Ciao Dado!
Ozzano dell'Emilia
L'importanza della maglia numero 10.
Chi ama e segue il calcio, chi ci ha giocato anche solo per una
brevissima parentesi della propria vita, indipendentemente dalle sue
doti, ha sognato di portarlo sulle spalle. Indossare quella casacca è
sempre stato il sogno di quasi tutti quelli che hanno preso a pallonate
la saracinesca del garage di casa o indossato gli scarpini chiodati per
scorrazzare su distese di erba o fangosi e spelacchiati campetti di
periferia.
Se la professione impone sincerità, distacco, obiettività, il cuore
li rinnega. Il calcio è cuore e sentimento e quindi per una volta
fatemeli mettere al bando. Perché per me (e non credo di essere il
solo) il calcio è incarnato soprattutto da chi indossa(va) la maglia
numero 10. Sinonimo di fantasia applicata alla pedata, di
imprevedibilità, di pause e lampi, di luci accese improvvisamente a
rischiarare il buio intorno, di ritmo sincopato e pennellate d’autore.
Regista, trequartista, centrocampista offensivo, seconda
punta, se proprio volete dargli una collocazione in campo fate voi… Sarebbe
un esercizio di stile fine a se stesso perché tentereste di etichettare ciò che
non può essere racchiuso in schemi o numeri prestabiliti, soffocare la vena
artistica e ingabbiare come hanno fatto tanti tecnici la magia e la follia, il
genio.
Per me la parola esatta, se devo usarne una, è fantasista.
Ricostruire la storia della maglia, e dei campioni che l’hanno
indossata è un’operazione storiografica che non voglio fare qui e ora.
Starei con gli occhi lucidi a raccontarvi le gesta di uomini dotati
di tecnica sopraffina e fantasia, ma anche coraggio (quando non vera e
propria sfrontatezza) e una notevole capacità di sopportazione del
dolore. Eh già, perché non è affatto semplice starsene nel mezzo delle
linee nemiche, da soli, a prendere botte e insulti cercando
disperatamente un’idea che si trasformi in capolavoro. La verità è che
ci vuole fegato a essere un fantasista. Sarebbe meglio dire ci voleva.
Già perché ora sono pochi, non nascono, trovano poco spazio nel football
imballato nella corsa, nella tattica, nel marketing dei tatuaggi.
Il nostro mondo fatto di calcio aveva dei confini stabiliti dai
poster che campeggiavano nella nostra stanzetta. Da quello di Baggio a
quello di Del Piero, passando per quello Totti, correvano pochi
centimetri e tutti e 3 guardavano la parete dove in versione ridotta
campeggiavano Maradona, Pelè, Platini, Zico e Savicevic. Sono state
un’infanzia e un’adolescenza felici quelle di chi si è goduto dal vivo o
in tv le parabole disegnate dai piedi fatati di questi e altri artisti.

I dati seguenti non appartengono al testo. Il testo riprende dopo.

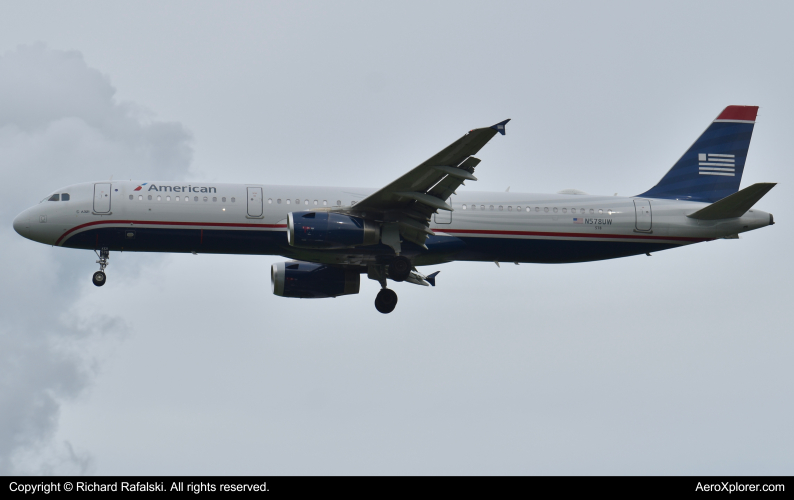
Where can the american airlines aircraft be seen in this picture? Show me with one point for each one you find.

Vivevamo un periodo di mutamenti profondi del mondo del calcio, ma non
immaginavamo che tutto sarebbe cambiato al punto da farli praticamente
estinguere.
Il 4-4-2, gli assurdi schemi disegnati alla lavagna, il
pressing, il fuorigioco esasperato, le tattiche sempre più difensivistiche
(anche quando venivano e vengono propagandate come all’avanguardia) hanno
finito per uccidere le farfalle che svolazzavano nella terra di nessuno, quella
“trequarti” dove il tempo scorreva ad una velocità diversa e aveva regole tutte
sue.
Nell’epoca della grande normalizzazione i trequartisti erano
considerati pericolosi rivoluzionari e nel calcio tutto velocità di oggi
per loro c’è poco spazio, a meno che non accettino di migrare in zone
meno calde del campo. Oggi i calciatori possono essere considerati alla
stregua di atleti olimpici che raramente ci concedono show di pura
tecnica. Ormai siamo più abituati a goderci lo spettacolo
dell’intensità, sulla quale la Premier League fonda il suo successo;
siamo abituati a vedere giocatori perfettamente indottrinati, in grado
di coprire il campo alla perfezione, di seguire gli schemi e i dettami.
Si è persa però la giocata tra le linee, si è detto addio all’imbucata
del trequartista, si è detto addio al colpo di genio estemporaneo del 10
che galleggia nella trequarti avversaria; si è detto addio alla
spasmodica ricerca del tocco di fino. Oggi si cerca la perfezione umana,
e non più la giocata divina. Il gioco ha assunto contorni diversi,
molto spesso migliori. Però il calcio di una volta, anche se più lento e
per certi versi meno spettacolare, portava con sé una magia diversa, la
magia del 10, quella espressa dalla fantasia al potere.
E no, non possiamo permetterci di non poter sognare più dei nuovi Maradona, Ronaldinho o Messi.